Slashdot Mirror


User: nrabinowitz

nrabinowitz's activity in the archive.

Stories
0
Comments
4
First seen
Last seen
Profile
(view on slashdot.org)

Comments · 4

  1. armchair humanitarians on Google.org to Spend an Initial $1.1 Billion · · Score: 1

    It may surprise a number of folks in this thread that there's a rather large community of people who spend their whole lives trying to figure out how to turn money into sustainable development. So all the "what we really need to do is teach the poor civics/give them farm tools/train them to fish" comments are a little late, by maybe forty years.

    Where Google has a chance to make a serious difference is not simply by pumping money into development programs, and their hiring choice shows they know it. Google has something no major NGO has: a vast supply of world-class tech resources. IMHO, they should leverage what they've already built to make powerful tools for humanitarian use: adapting Google Earth or Google Maps to make a rapid assessment tool for emergencies, for example. As someone who's worked for several big NGOs and watched them struggle with their tech needs, it seems to me that the best way for Google to change the world might be to help existing organizations who do successful development work (and yes, you cynics, they do exist) by doing what Google.com does best - setting up incredibly stable, well-thought-out, easy-to-use tools to improve some of the key humanitarian challenges, such as assessing need, identifying and fixing problems in a distribution chain, or measuring the impact of development work on a large scale in real time. In addition to making a significant philanthropic impact, such a move would also promote the Google brand, thus adding (you guessed it) shareholder value.

  2. But is it art? on Need A Few Post-Its Around The Office? · · Score: 1

    Everyone on ./ seems to have a friend who's done this with post-its - but it takes cheetos to make you an acclaimed artist.

  3. Re:It's been done on The Novel as Software · · Score: 2, Interesting

    As in the Griffin and Sabine books, the key here is not the form of the story, but the medium - the reason that G+S were interesting was not really the writing (which was was well-done but nothing special) but the artwork and the physical nature of the medium. Holding someone's letter and reading it is actually quite a different experience from reading the same text in a book - you're presented not with the story of someone's life, but with physical objects from that life.

    In the same way, I can see that the on-screen email epistolary novel could give you the same immersive feeling. But it's not a new genre, it's just a slightly new medium. It's still an epistolary novel, just presented in a form meant to make it more immersive.

    As a sidenote, Nick Bantock, the writer/illustrator of the G+S books, also did a ook called the Venetian's Wife, in which most of the messages are emails. IMHO, this book was significantly less successful than G+S - the paper medium, entirely appropriate for the G+S letters and postcards, just looked foolish when applied to email.
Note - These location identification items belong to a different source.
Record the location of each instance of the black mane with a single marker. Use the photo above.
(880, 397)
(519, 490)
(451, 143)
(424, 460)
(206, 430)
I can see how the software-based medium might be a really good choice for this kind of work.

    All that said, I agree with the parent post that this is primarily a one-shot gimmick. I don't foresee many (read: any) real writers adopting this medium, which bodes ill for the DEN software biz.

  4. the role of governments on What Should a Documentary Filmmaker Ask About Offshoring? · · Score: 1

    The main question I always come back to on the subject of outsourcing is: What is the appropriate role of the various governments involved?

    If trade is entirely free, then the natural trend is a "race to the bottom", in which companies compete to offer the lowest-cost product or service, often discarding any economically non-viable concepts like workers' rights or fair pay in the process. This maximizes profits for the company purchasing the service, but everyone else (the service provider, the actual workers, and all the companies that lost the race to the bottom) are unfairly exploited at best.

    On the other hand, if governments are too closely involved in the economic exchange, applying protectionist policies and adding barriers to free trade, they risk denying companies in both countries the benefits of new jobs, increased profits, and general economic development.

    So far, governments don't seem to have found a balance in this scenario. The WTO ought to be helping - this seems to be the very purpose for which it was created - but in practice it is run by the wealthy countries, and has largely failed to protect or aid less developed countries in the process of globalization, often enforcing economic policies that are actually detrimental to emerging economies.

    So what's the proper role of government in this issue?